同じく、休日の過ごし方にも、口を出さない。俺が接待ゴルフに明け暮れていても、不満を零さない。多分、浮気でもしない限り、出さないだろう。家のことが疎かにならなければ、俺がどう過ごそうが構わないのだ。
彼女は稼ぐ夫など求めていない。家に帰れば魔法のように全てが揃っている空間を作り上げてくれる人間こそが、彼女の理想とするパートナーなのだ。
彼女は次から次へと仕事をこなす。大きな企画が終われば、また新たな企画に尽力する。仕事が終わることなどない。
高校時代の友人のアカウントが目に留まる。また子供が生まれたのか。高校時代は奥手で全然冴えた感じの奴じゃなかったのに、今は三人の子供に囲まれて幸せそうだな。それに比べて俺のところは――。
子供のことは考えていると言われたが、本当だろうか。そう言われて、もう四年が経ってしまった。俺はできたら、すぐにでも欲しいんだけどな。一人横たわるダブルベッドで、少し体を捩った。
でも、そんなことを言い出したら、怒られそうだ。『人のキャリアを潰す気か』って、責められそうだ。下手な時に休むとなれば、彼女のキャリアに傷がついてしまう。
……でも、『上手い時』なんて来るんだろうか。出産が女性にしかできないことでなければ、こんな悩みもなかっただろうに。
彼女は一人で生きていける。俺なんかいなくても、ハウスキーパーを雇えば済む話だ。なのに俺は今日、スーツをクリーニングに出すのを忘れてしまった。いつか妻が俺を、『貧乏くじだった』なんて思う日が来てしまわないか心配だ。

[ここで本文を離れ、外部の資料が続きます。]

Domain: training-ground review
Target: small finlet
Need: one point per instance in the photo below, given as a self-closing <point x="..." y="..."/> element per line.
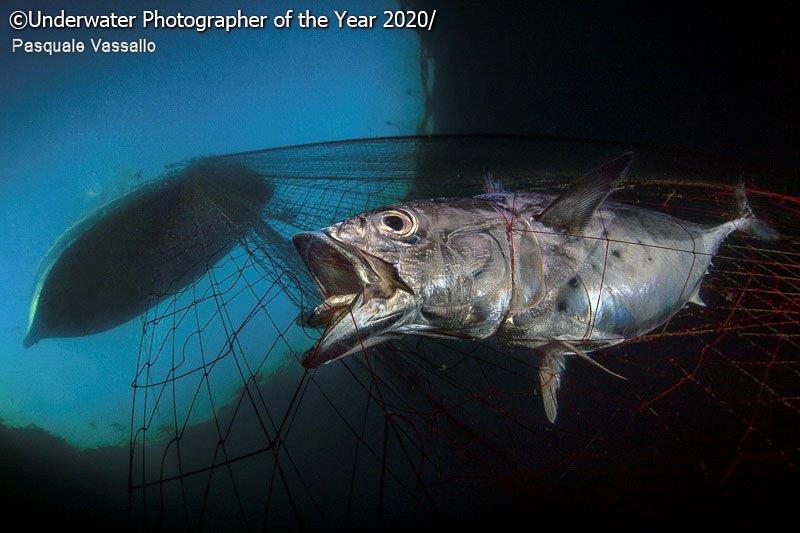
<point x="572" y="211"/>
<point x="491" y="184"/>
<point x="695" y="299"/>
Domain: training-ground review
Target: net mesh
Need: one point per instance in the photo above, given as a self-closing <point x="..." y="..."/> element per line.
<point x="227" y="428"/>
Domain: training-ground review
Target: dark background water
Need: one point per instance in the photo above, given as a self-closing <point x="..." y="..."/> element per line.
<point x="720" y="80"/>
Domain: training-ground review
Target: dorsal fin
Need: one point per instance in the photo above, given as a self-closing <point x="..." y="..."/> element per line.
<point x="490" y="183"/>
<point x="573" y="210"/>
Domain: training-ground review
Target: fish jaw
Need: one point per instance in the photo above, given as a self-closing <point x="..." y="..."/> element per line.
<point x="363" y="299"/>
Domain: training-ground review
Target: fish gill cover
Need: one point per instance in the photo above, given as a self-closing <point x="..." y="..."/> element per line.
<point x="423" y="427"/>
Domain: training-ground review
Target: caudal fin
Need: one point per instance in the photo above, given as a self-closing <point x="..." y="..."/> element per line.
<point x="749" y="223"/>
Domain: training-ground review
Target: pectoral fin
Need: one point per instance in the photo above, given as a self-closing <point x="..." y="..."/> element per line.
<point x="551" y="368"/>
<point x="573" y="210"/>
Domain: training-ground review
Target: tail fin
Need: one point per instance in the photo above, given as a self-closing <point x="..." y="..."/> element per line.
<point x="748" y="222"/>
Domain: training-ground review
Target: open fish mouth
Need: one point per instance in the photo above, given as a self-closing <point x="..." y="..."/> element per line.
<point x="362" y="297"/>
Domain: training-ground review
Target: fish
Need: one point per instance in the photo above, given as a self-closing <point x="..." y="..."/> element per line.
<point x="559" y="275"/>
<point x="143" y="246"/>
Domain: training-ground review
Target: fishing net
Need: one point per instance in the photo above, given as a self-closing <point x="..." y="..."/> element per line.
<point x="228" y="429"/>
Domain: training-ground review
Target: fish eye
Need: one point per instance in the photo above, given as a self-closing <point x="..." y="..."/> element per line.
<point x="397" y="222"/>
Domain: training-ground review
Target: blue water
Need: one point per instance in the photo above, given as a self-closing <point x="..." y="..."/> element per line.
<point x="79" y="129"/>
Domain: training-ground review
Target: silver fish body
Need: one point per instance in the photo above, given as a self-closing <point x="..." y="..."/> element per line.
<point x="559" y="275"/>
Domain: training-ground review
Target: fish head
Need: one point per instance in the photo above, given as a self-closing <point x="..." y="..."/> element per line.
<point x="437" y="268"/>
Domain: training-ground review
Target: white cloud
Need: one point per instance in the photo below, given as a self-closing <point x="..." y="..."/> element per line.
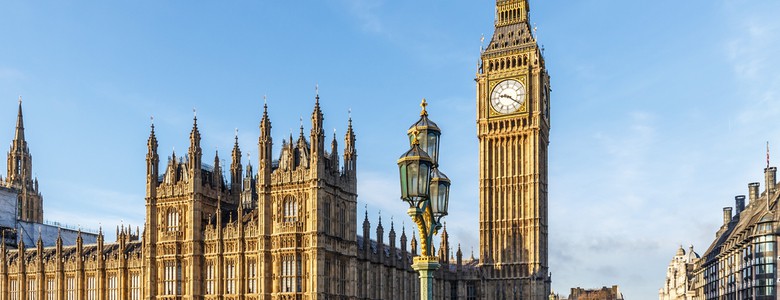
<point x="11" y="74"/>
<point x="365" y="12"/>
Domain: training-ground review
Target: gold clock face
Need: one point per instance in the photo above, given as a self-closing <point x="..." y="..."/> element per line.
<point x="507" y="96"/>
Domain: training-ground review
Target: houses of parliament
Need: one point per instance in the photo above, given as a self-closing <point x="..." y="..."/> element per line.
<point x="285" y="227"/>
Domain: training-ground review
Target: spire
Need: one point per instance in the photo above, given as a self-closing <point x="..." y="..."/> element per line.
<point x="264" y="145"/>
<point x="236" y="168"/>
<point x="152" y="159"/>
<point x="317" y="130"/>
<point x="334" y="151"/>
<point x="19" y="174"/>
<point x="350" y="153"/>
<point x="19" y="135"/>
<point x="366" y="233"/>
<point x="195" y="151"/>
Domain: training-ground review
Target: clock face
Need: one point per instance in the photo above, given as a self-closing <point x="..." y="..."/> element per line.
<point x="508" y="96"/>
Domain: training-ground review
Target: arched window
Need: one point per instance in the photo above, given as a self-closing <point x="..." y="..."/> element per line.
<point x="290" y="210"/>
<point x="173" y="220"/>
<point x="326" y="217"/>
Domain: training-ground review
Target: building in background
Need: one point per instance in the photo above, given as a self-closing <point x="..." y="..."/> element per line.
<point x="741" y="262"/>
<point x="680" y="276"/>
<point x="288" y="230"/>
<point x="603" y="293"/>
<point x="21" y="203"/>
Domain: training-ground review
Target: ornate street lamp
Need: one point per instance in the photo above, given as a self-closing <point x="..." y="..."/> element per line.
<point x="427" y="191"/>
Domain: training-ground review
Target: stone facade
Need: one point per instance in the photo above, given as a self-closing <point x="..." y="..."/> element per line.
<point x="741" y="262"/>
<point x="287" y="230"/>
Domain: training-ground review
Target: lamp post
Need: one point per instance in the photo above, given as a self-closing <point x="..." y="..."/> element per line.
<point x="426" y="189"/>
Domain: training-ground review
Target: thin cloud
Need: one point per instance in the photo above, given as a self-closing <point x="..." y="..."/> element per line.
<point x="11" y="74"/>
<point x="365" y="12"/>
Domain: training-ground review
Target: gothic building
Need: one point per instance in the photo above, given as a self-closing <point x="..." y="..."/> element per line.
<point x="285" y="231"/>
<point x="513" y="124"/>
<point x="287" y="227"/>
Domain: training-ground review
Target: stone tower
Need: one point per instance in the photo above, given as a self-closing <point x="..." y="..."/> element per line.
<point x="513" y="131"/>
<point x="19" y="176"/>
<point x="179" y="203"/>
<point x="307" y="205"/>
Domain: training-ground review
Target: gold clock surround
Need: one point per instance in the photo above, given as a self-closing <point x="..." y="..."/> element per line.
<point x="523" y="109"/>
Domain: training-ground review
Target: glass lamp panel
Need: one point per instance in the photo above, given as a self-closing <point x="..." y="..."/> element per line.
<point x="434" y="197"/>
<point x="444" y="189"/>
<point x="425" y="178"/>
<point x="413" y="172"/>
<point x="432" y="145"/>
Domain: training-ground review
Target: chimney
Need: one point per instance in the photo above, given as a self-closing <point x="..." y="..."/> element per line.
<point x="770" y="174"/>
<point x="739" y="206"/>
<point x="753" y="191"/>
<point x="726" y="215"/>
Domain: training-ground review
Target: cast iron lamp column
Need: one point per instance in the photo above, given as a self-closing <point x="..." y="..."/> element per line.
<point x="426" y="190"/>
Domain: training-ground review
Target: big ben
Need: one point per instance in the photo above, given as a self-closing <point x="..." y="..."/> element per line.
<point x="513" y="121"/>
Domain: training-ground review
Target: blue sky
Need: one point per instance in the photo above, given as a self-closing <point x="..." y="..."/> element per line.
<point x="660" y="110"/>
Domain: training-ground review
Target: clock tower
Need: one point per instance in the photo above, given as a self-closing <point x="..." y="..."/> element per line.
<point x="513" y="123"/>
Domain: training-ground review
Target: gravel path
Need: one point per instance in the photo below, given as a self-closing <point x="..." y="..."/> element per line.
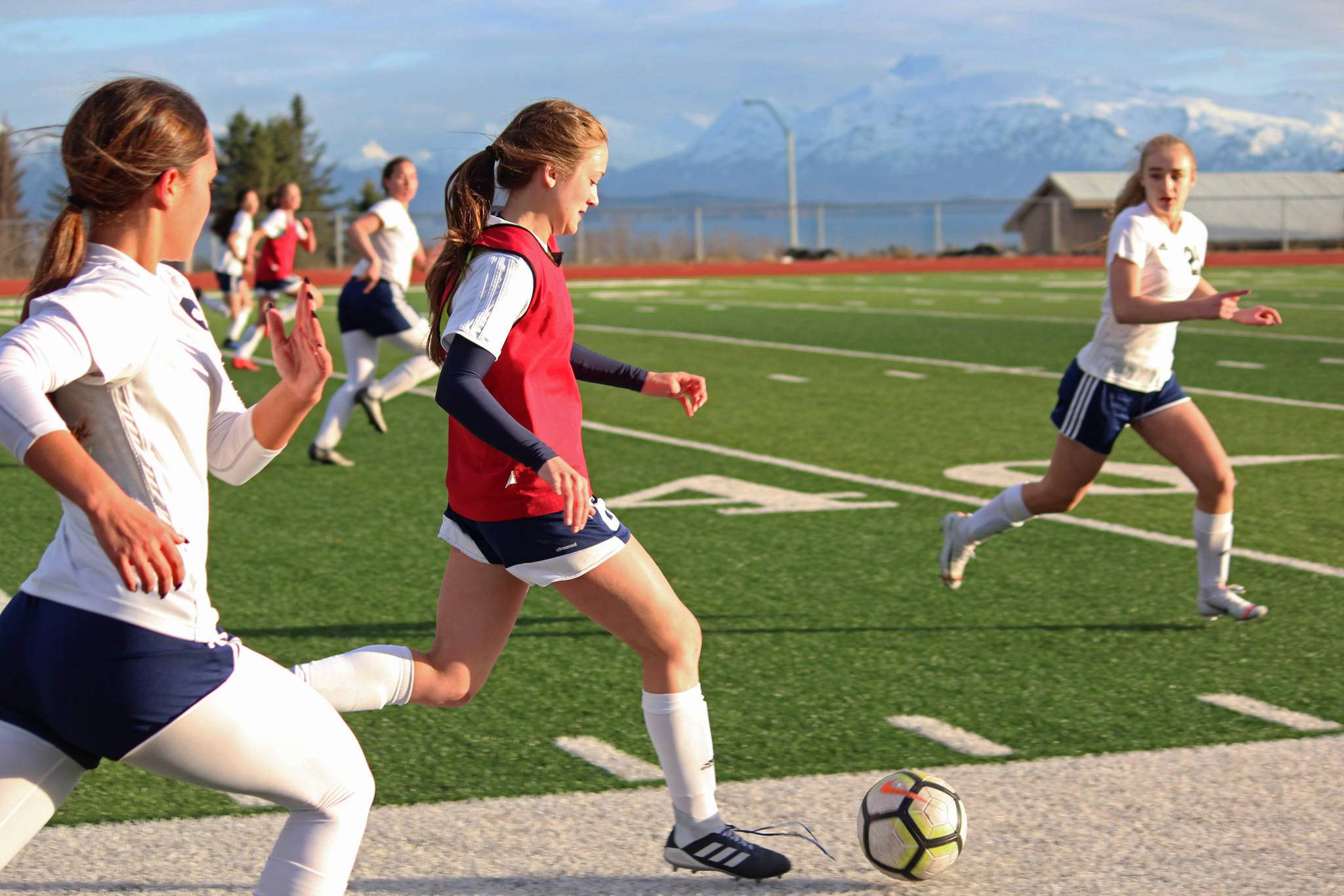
<point x="1246" y="819"/>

少しだけ、羨ましくなる。家に帰ると、妻が夕飯を用意しながら『おかえりなさい』って微笑んでくれる。子供が満面の笑みで、『ぱぱ』って駆け寄ってくれる。そんな家庭が。
そんな家庭を手に入れてしまえば、今の様な生活が送れなくなることくらい分かっている。今の生活を犠牲にしたいとは思わない。子供は欲しいけど、今の生活に何の魅力も感じられないわけじゃない。
俺たち夫婦は今、己の都合だけで繋がっている。似た者同士の夫婦だ。だからこそ上手くいっているとも考えられるし、愛情がないわけじゃない。それでもこんな日は、そんな家族の待つ家に帰る男たちが少しだけ羨ましくなる。